Frase molto particolare. Ecco, avrebbe dovuto pulirsi – ammesso che basti una doccia – dalla falsità, non dalla realtà. E più Impagnatiello parla, più nell’aula strapiena di studenti, di giornalisti che scrivono a raffica su telefonini e computer, con i parenti di Giulia e Thiago che occupano due panche in sostegno di mamma e nonna Loredana, si resta perplessi: quando ha ucciso, bruciato, nascosto il cadavere, il barman carrierista era ovviamente “avvolto in uno stato di pazzia totale”.

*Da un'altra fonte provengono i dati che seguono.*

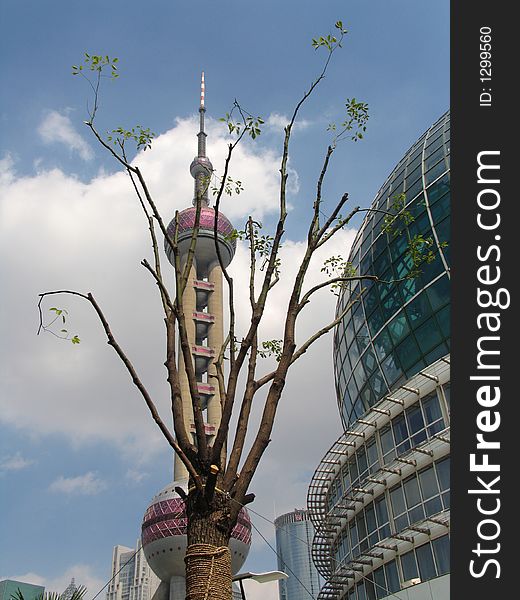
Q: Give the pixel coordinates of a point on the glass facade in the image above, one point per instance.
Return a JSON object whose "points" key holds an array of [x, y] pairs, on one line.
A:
{"points": [[393, 330], [294, 534]]}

Difficile credergli, era riuscito a farla franca all’inizio, anche se – continua – “una minuscola parte di me che in quel momento era viva cercava di essere vista da qualcuno”. Vista come? Ma – le ricordiamo le testimonianze? – non ha pianto a comando con la vicina? Non ha portato il cadavere di Giulia nel portabagagli e l’ha lasciato sotto casa della mamma, quando è andato a rifocillarsi dopo tanto ripulire con ammoniaca e varechina l’appartamento dalla montagna di indizi e prove che i carabinieri hanno trovato?
La versione di Impagnatiello sembra provenire dal multiverso, e cioè riferirsi a quell’ipotesi scientifica di altri universi che sarebbero fuori dal nostro spazio tempo. Non siamo però nella fantascienza, siamo qui, nel presente, a Milano, e quando ascoltiamo che l’imputato acquista il cloroformio non per stordire Giulia, ma “per costruire un acquario per meduse” (degli altri componenti non fa ricerche); o che ha dato solo due volte il topicida a Giulia, mettendole in bocca le compresse mentre dormiva (provate a mettere in bocca una caramella a uno che dorme e vedrete se non si sveglia, specie se va di traverso); beh, ci viene in mente che Impagnatiello oggi avrebbe fatto molto meglio a tacere.
Meglio tacere che provare a imbrogliare ancora una volta se stesso, in un’aula di Corte Assise, senza quel minimo di rispetto che si deve non al lavoro, ma alle vite che ha spezzato. Se il copione fa acqua da tutte le parti, meglio il mutismo del monologo.